Presets - The Friend
Presets have their uses, especially when it comes to getting your track started and fleshed out into an arrangement. They also provide an ideal platform to adjusting and manipulating the sound to make it unique to your track.
I tend to find using the random feature within Omnisphere, my synthesizer of choice, can help you stumble across patches that you may not have ordinarily stopped to listen to. By using this method a lot of the patches I have come across have helped me get that all important starting idea for the track.
“Let’s take a famous example, the ubiquitous ‘Amen’ break. This is arguably the most used sample in the history of music”
Using presets, therefore, has it’s uses and should not be dismissed as cheating your way to a successful track. Let’s take a famous example, the ubiquitous ‘Amen’ break. This is arguably the most used sample in the history of music but I doubt those who have sold a million records on the back of it considered that they were cheating. Each use of this short break has created unique tracks, as the key is how you mould sounds round it.
Coming up with your own patches for each and every part can be very time consuming. By the time you have done this any idea of writing music can just feel like one step too far and you end up calling it a day.
Presets, therefore, play their part when you are up against a tight deadline to provide a track for a client in a short space of time. Alternatively, you may already have composed a bank of your own presets, but are these truly unique to the track? This is where we move on to the downside of using pre-built patches and samples.
Presets - The Enemy Within
The most obvious reasons for not using presets is to avoid sounding too much like your peers. That absolutely mega sounding lead synth patch you like may have been used in a million different tracks.

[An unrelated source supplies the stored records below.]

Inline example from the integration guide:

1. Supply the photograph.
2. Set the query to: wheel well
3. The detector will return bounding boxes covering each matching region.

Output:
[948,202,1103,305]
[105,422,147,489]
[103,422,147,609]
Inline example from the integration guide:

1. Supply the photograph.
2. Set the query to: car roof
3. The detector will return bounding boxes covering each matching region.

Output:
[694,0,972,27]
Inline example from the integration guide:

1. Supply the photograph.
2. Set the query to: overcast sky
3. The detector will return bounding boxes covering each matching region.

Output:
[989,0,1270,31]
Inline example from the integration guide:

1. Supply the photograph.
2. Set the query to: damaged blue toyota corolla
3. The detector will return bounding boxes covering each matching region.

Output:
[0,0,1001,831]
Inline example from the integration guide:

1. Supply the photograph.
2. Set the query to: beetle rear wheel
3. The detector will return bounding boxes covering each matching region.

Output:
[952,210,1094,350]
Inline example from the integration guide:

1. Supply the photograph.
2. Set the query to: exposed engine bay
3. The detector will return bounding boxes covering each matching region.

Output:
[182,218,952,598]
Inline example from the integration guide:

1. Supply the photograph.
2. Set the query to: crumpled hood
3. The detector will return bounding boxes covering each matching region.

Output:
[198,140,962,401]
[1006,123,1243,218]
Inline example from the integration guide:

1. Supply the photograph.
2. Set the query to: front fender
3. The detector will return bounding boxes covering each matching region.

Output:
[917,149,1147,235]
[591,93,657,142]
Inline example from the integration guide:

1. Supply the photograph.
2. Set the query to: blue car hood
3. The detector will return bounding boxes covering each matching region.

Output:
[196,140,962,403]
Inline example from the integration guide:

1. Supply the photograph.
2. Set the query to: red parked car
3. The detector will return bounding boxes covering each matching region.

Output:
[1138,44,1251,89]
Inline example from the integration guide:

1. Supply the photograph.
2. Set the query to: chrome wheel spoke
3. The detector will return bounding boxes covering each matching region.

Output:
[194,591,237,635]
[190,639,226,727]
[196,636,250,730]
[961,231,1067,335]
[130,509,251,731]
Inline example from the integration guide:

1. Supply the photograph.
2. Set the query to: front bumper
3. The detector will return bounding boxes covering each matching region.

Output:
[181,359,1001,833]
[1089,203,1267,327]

This may give a confusing message to your fans, are you trying to make a track in the style of <insert artist name here> or is it that you haven’t found your own unique sound.
Using presets can also be a destroyer of creativity. Just think, you have composed a killer bass line but the patch you have chosen just isn’t what you were looking for. You then spend the next 10 minutes preset surfing until you find the right one. However, when you come to build on that bass line the spark of creativity you had has now gone.
There we are, some for and against arguments of using presets. What do you feel about using presets and what do you consider their pros and cons?
I will leave you with one little story. A musician called Bert feels so strongly about not using presets he decides to build his own using his favourite hardware synthesizer. But after making the patch he thinks to himself that this is cheating as he didn’t design the filters and oscillators. So he goes and learns how to make his own.
But after learning this he still feels like it’s cheating so he goes and learns how to actually build his own hardware synthesizer. Having discovered the keys are made of wood, he then chops down a tree and makes his own keys. But he didn’t grow the tree and so he plants seeds to grow his own. Hang on, who made the seeds though?
The motto of this story – when is creating your own patches and samples really your own?